Speaker
Description
Fusion reactors are complex machines in which many systems operate in concert to achieve the required behaviour. Controlled fusion is dependent on a fine balance between these systems, whose functions often overlap or conflict. A tokamak’s functions can be described by simple terms like fuelling, heating, current generation or plasma stabilisation, but their technological realisation can be very complex, with different systems sharing responsibilities, interacting positively or adversely in a tightly controlled balance. Heating systems can be used to affect plasma current, divertors can contribute to plasma stability and fuelling systems can be used to help or hinder both. Tokamaks are designed on this basis because the performance required is at the very edge of known technological capabilities.

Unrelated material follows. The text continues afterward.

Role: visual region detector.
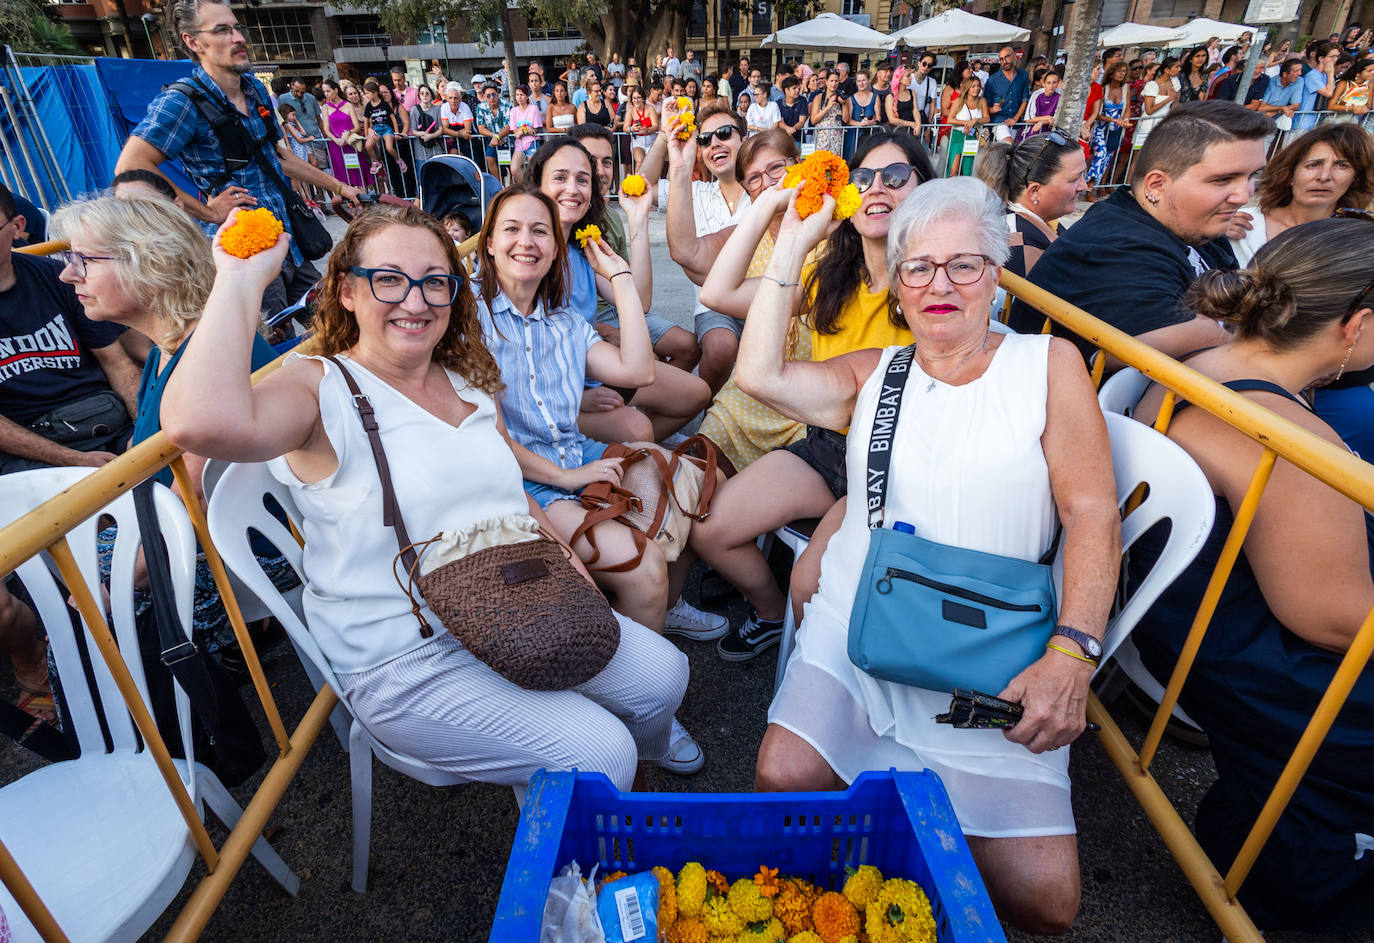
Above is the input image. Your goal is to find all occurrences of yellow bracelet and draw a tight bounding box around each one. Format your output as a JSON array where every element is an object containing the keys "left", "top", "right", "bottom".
[{"left": 1045, "top": 641, "right": 1097, "bottom": 665}]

A tokamak can be viewed as a system dominated by “Weak Emergence”, the definition of which is a system whose desired functions exist at a holistic abstract level, although its behaviour can in principle be reduced to its constituent parts. These systems are difficult to design because their properties cannot be easily understood in terms of the properties of their constituent parts alone, instead being dominated by dynamic interrelationships between parts during operation.
Faced with such complex interrelationships, designers can adopt a conservative approach and base their designs on minimal changes to an existing known design. This is not a viable option for the DEMO fusion power plant, which has to incorporate functions not present in research reactors, such as large-scale tritium breeding, whose enabling technologies will require periodic maintenance and renewal over their lifetime.

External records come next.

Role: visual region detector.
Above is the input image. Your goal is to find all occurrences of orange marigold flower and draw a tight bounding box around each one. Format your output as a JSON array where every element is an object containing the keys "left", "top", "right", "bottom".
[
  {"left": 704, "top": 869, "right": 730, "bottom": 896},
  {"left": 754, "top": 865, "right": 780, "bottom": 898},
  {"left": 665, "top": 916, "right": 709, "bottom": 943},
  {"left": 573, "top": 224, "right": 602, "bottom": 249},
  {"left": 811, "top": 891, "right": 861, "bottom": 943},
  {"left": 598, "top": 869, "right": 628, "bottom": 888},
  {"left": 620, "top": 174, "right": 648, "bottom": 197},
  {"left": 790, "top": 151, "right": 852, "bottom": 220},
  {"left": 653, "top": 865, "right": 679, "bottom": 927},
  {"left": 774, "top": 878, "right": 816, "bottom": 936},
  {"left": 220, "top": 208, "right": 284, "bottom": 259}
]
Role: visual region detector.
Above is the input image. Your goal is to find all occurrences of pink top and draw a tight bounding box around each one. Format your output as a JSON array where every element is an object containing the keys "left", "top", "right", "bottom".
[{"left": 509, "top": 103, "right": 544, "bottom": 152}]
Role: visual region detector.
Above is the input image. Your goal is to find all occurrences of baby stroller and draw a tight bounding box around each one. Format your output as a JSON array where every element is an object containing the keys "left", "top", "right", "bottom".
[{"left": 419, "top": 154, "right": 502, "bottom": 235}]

The Systems Engineering design process, as defined by ISO15288:2015, provides a systematic approach to the design of complex systems and their emergent behaviour. It divides the system design process into the development of a two stage, top-down hierarchy; an abstract, technologically agnostic “System Architecture” high level and a more practically oriented “System Design” lower level, with formal relationships between the two. The abstract representation allows the designer to develop and represent incremental insights obtained about the system’s requirements and emergent behaviours, before progressing towards its technological realisation in the System Design. This process encourages a more pragmatic and less conservative approach to solution development and optioneering.
This paper presents examples of how the interactions of complex interrelated technological systems in the tokamak can be reinterpreted as an abstract System Architecture more closely related to the desired emergent functions. Relationships between systems at a high level are represented by services and qualitative dependencies, rather than solely the flow of materials and energy. SysML is used as the representation language, encoding each system in terms of its statement of purpose, functions and performance parameters, operating within a formally defined context.
The paper shows how the complexities of the DEMO design can be managed without resorting to design conservatism. The System Architecture will be used to manage and structure the creative processes involved in the technological choices at the System Design level, providing a framework in which novel solutions and optioneering can take place, supporting the design innovations needed to_bring_DEMO_to_fruition.